RADAR SURABAYA BISNIS – Pemerintah tengah menyiapkan regulasi baru terkait besaran biaya administrasi (admin fee) bagi pelaku Usaha Mikro, Kecil, dan Menengah (UMKM) di platform e-commerce.
Langkah ini diambil sebagai upaya strategis untuk memperkuat daya saing produk dalam negeri di ekosistem digital yang semakin kompetitif.
Salah satu poin utama dalam skema yang sedang dikaji adalah pemberian potongan biaya layanan atau administrasi minimal sebesar 50 persen bagi UMKM terverifikasi.
Insentif ini direncanakan berlaku khusus bagi pelaku usaha yang menjual Produk Dalam Negeri melalui mekanisme verifikasi di platform SAPA UMKM.
Menanggapi rencana tersebut, pengamat ekonomi digital Piter Abdullah memberikan catatan kritis. Menurutnya, meskipun tujuannya baik, pemerintah perlu segera membuka detail kebijakan tersebut kepada publik agar tidak menimbulkan ketidakpastian dalam ekosistem bisnis digital.

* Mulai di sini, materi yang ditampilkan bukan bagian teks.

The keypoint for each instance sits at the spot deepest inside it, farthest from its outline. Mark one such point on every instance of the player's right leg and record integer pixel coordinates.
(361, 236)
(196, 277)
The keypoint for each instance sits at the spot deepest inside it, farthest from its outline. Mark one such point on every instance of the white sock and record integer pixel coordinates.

"Ini baru rencana ya. Saya kira pemerintah, khususnya Kementerian Perdagangan dan Kementerian UMKM, perlu segera menjelaskan detail kebijakannya agar diskursus tidak berkembang liar," ujar Piter dalam keterangan resminya, Kamis (26/2/2026).
Piter mengingatkan agar proses perumusan aturan ini tidak dilakukan secara tergesa-gesa. Ia menekankan pentingnya dialog mendalam dengan para pelaku bisnis dan kalangan akademisi untuk memastikan kebijakan tersebut efektif dan benar-benar memberikan dampak positif bagi perekonomian nasional.
Lebih lanjut, ia mengkhawatirkan kebijakan yang diambil tanpa kajian matang justru akan menjadi bumerang.
"Kebijakan yang terburu-buru tanpa kajian mendalam berpotensi tidak efektif atau bahkan berdampak negatif terhadap perekonomian, yang pada akhirnya merugikan pemerintah sendiri," tutupnya.